Des chercheurs américains ont réussi à lancer le cœur d’un cochon une heure après sa mort

L’enjeu n’est pas de ressusciter les gens mais d’améliorer la qualité des organes, pour les greffes et donc la qualité de survie ensuite. La prouesse, c’est d’avoir réussi, une heure après la mort des porcs, à relancer la circulation sanguine et redonner vie aux cellules. Concrètement les chercheurs de l’université de Yale ont provoqué une crise cardiaque chez des animaux (évidemment anesthésiés), le sang ne circulait plus, les cellules, sans oxygène, sont mortes. Au préalable, eux avaient prélevé le sang de l’animal qu’eux ont réoxygéné comme on le fait déjà parfois chez l’homme. Sauf qu’en plus, et c’est la nouveauté de système baptisé « OrganEx », eux ont ajouté un cocktail de 13 médicaments (hémoglobine de synthèse, anticoagulants et autres). Lorsqu’eux ont perfusé l’animal, le sang a recommencé à circuler, réveillant de nombreuses cellules y compris des organes vitaux comme le cœur, le foie et les reins.

Cela a « tenu » six heures, mais ce qui est stupéfiant c’est que d’après le co-auteur David Andrijevic de cette étude publiée dans Nature : au microscope, eux ont du mal désormais à différencier l’organe normal de celui traité post-mortem. En clair, eux ont annulé et même inversé le processus cellulaire.

Des questions existentielles sur la vie et la mort

Il y a beaucoup d’espoir chez les réanimateurs et les spécialistes des greffes et beaucoup de questions. « Ça confirme qu’on peut améliorer la qualité des greffons pour sauver des vies » explique le Professeur Djillali Annane, le chef réanimateur de l’hôpital de Garches. Il rappelle qu’une équipe de Pasteur à Paris avait avancé il y a quelques années sur le réveil d’un muscle. Mais ici, le cœur les poumons, c’est ce dont on manque le plus pour les greffes puisque par définition, il n’y a jamais de donneur vivant haineusement au foie ou au rein.

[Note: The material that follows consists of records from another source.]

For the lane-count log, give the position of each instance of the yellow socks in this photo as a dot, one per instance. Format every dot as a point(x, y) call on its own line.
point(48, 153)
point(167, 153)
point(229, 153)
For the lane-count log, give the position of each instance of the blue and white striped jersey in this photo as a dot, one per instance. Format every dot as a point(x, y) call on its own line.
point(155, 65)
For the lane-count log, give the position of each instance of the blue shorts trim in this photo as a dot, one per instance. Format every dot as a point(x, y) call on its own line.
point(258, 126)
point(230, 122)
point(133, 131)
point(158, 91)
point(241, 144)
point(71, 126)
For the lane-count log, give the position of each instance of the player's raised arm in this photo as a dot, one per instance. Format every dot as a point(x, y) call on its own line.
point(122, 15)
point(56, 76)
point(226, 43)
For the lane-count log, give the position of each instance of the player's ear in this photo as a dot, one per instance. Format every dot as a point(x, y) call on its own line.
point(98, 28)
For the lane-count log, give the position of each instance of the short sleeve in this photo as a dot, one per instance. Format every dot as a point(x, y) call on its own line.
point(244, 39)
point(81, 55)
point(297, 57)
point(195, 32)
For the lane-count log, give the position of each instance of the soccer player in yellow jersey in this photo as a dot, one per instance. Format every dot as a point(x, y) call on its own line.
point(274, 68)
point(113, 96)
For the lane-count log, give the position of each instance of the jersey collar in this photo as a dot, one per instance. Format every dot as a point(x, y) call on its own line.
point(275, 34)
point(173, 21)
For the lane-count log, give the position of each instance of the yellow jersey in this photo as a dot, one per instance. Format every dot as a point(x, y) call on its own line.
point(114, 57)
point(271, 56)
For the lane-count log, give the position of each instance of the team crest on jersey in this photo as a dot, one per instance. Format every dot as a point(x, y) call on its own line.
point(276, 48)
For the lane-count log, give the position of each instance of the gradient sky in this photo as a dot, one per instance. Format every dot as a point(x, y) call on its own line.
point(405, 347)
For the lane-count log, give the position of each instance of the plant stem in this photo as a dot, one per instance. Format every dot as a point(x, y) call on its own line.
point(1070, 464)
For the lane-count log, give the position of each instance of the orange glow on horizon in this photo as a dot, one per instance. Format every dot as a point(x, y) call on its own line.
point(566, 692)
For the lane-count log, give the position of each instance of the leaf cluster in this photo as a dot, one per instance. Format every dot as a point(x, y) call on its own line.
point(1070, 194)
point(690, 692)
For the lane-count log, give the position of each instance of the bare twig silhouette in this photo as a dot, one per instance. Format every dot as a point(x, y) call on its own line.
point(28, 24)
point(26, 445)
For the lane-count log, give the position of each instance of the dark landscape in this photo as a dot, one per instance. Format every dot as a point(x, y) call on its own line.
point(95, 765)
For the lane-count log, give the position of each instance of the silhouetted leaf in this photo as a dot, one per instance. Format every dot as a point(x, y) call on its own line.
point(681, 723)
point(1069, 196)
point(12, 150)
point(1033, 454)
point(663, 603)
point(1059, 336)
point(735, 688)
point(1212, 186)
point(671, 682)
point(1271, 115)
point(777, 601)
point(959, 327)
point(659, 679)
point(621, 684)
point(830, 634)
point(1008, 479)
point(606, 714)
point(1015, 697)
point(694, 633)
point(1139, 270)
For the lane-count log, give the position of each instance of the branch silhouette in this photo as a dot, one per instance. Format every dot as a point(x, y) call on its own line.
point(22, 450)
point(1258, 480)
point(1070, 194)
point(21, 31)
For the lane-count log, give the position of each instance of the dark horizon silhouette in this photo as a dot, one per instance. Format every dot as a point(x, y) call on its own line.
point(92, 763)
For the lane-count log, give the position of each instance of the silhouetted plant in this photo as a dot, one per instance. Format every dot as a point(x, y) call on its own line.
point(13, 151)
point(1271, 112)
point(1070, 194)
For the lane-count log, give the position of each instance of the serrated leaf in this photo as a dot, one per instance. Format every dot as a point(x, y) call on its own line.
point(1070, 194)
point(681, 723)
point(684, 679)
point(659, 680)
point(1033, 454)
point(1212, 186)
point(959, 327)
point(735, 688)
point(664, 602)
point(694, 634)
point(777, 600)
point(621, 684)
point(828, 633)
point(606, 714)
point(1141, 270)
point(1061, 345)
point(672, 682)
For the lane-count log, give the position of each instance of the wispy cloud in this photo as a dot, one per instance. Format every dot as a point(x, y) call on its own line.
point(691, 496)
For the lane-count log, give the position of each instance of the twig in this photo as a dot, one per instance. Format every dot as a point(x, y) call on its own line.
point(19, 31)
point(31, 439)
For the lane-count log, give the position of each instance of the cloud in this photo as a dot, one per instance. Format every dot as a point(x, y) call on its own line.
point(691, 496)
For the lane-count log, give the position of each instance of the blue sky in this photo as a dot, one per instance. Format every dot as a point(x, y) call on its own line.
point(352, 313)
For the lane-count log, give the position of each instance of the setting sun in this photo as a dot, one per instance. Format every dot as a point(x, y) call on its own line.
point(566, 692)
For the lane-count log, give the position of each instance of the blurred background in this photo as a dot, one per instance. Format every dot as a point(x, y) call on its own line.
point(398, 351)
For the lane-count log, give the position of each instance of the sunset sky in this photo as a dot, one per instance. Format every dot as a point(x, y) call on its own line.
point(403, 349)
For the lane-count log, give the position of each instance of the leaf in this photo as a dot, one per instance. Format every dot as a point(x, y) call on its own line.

Cela pose évidemment des questions éthiques de deux ordres. Celle, récurrente de l’utilisation de l’animal dans ces expériences car les porcs ont eu un mouvement du cou inexpliqué puisque on leur a injecté le cocktail. Et puis des questions existentielles sur la vie et la mort. Dans un commentaire publié en parallèle par la revue Nature, un grand bioéthicien new-yorkais, Brendan Parent, pointe le risque « que les personnes réanimées soient ensuite incapables de sortir d’un état d’assistance vitale. » 

« La mort est désormais un processus biologique traitable et réversible des heures après. »

Sam Parnia, bioéthicien britannique

Le professeur Annane (de Garches) estime que la communauté scientifique est partagée à 50/50. Lui veut qu’on poursuive ces travaux, à charge pour la société, dit-il, « de se demander : jusqu’où elle veut qu’on aille dans cette résurrection des tissus. » Il rappelle qu’à la suite du clonage de la brebis Dolly tant décrié, très vite le monde entier avait acté qu’on n’irait pas pour autant cloner l’être humain.